Hallahan first started getting interested in authorship during the late sixties. He gave his manuscript to his wife in 1971 and she sent it to a literary agent. On Christmas Eve, the agent called to give them the good news, saying that his novel titled “The Dead of Winter” would be published in early 1972. Once it was published, it became an instant hit and launched his career as a professional author. The novel was nominated for a Best First Mystery at the Edgar Awards in 1972. He was also nominated for Best Mystery Novel at the Poe Awards for this novel “Catch Me: Kill Me” in 1978. Hallahan loved to write novels in the nonfiction, occult and mystery genres most of which were translated into several languages and printed across the globe. While he had become an accomplished author he continued to work as both author and advertising executive for many years. During the 1970s, he set up Hallahan & Hayden that then became Hallahan Incorporated. His daughter Janet also worked in the agency which partnered with The Hal Lewis Group an art studio to serve clients such as Merck during the 1980s. Together they won several industry awards. During the 1990s, Hallahan decided to shift from literary fiction and wrote nonfiction such as “Misfire: The History of How America’s Small Arms Failed Our Military” and “The Day the Revolution Ended: Yorktown 19 0ctober 1781” among several others.

“Catch Me: Kill Me” that Hallahan published in 1977 is a novel about Boris Kotlikoff. He is a Russian poet that had defected to the US two years ago though he had nothing of value to give to the Americans. Nonetheless, while he is not a threat to the Russians, he is a prize hostage and they got to him and buried him alive somewhere in New York City. The American government is treading on cat’s paws though it clearly neglected to take into account how dogged Ben Leary can be. Leary is one of the best agents at the Department of Naturalization and Immigration and he is determined to find the kidnapped man.
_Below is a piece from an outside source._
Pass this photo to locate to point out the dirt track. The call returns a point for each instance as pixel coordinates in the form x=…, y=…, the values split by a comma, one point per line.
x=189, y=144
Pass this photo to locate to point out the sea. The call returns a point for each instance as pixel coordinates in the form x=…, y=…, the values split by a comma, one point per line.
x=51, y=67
The government also failed to take into consideration that a hatchet man for the CIA named Gus Geller was running a parallel search. Geller has contracted the services of ex CIA agent, the discredited Charlie Brewer to lead the search for the Russian poet. There is potential for infighting among the three forces and this may work against time and squander opportunities that may doom Kotlikoffthe poet. It is a novel of juxtapositions as it compares and contrasts characters that find themselves in difficult situations.
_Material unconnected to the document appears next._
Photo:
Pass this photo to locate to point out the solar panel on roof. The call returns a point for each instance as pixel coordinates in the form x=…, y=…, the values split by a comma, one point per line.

William H. Hallahan’s “The Trade” is a stunning thriller set in the unnerving backdrop of the global arms business. An ex-US intelligence operative was killed in the Paris underground and his last words are about the “Doomsday Book.” The document had inspired more than two decades of plots by the most powerful players in the European arms trade. The book has an ominous plan that if put into motion could plunge China, Russia and the United States into what would clearly be World War III. Ex American agent Charlie Brewer teams up with a gritty and shrewd international trader who sells everything from jet fighters to grenades. They are soon wrestling with the cunning daughter of one of the most influential intelligence officers in Germany. Together, they unearth a shocking conspiracy that will rope in not only the major powers but most of the nations of the world.
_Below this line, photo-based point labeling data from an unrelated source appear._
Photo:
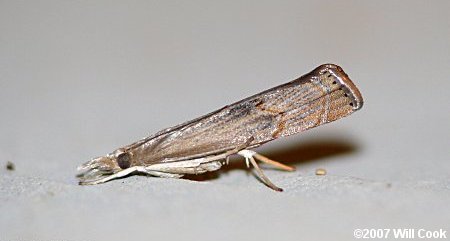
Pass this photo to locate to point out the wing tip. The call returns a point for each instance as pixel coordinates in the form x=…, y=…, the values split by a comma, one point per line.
x=343, y=78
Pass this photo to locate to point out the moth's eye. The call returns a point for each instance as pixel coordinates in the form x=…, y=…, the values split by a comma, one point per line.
x=124, y=160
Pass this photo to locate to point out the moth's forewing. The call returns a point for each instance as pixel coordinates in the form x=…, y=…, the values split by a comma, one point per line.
x=324, y=95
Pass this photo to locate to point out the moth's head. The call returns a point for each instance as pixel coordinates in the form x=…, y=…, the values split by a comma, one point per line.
x=101, y=167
“Foxcatcher” the third novel of the Charlie Brewer series by Hallahan is another suspense thriller that will have its readers on the edge of their seats. Charlie Brewer who is the best agent the US has working against the illegal trade in arms is being sent to jail after he was set up. When his boss learns that some Iranian terrorist has been trying to acquire some sophisticated equipment he decides to take action. The weapons in question are American built arms that the US had sold to the Shah. If the terrorist acquired them, they could be used to reactivate a surveillance system that could blow up any target they chose in the Middle East. McCall decides that to teach the terrorists a lesson, he is going to send a message: kill three of them in different locations on the same day. In the meantime, Brewer got out of prison for parole and is soon bribed by the Iranians to get them the equipment. The action moves across the Middle East, Europe, the Caribbean, and America as McCall and Brewer butt heads as the story heads for a delicious finale.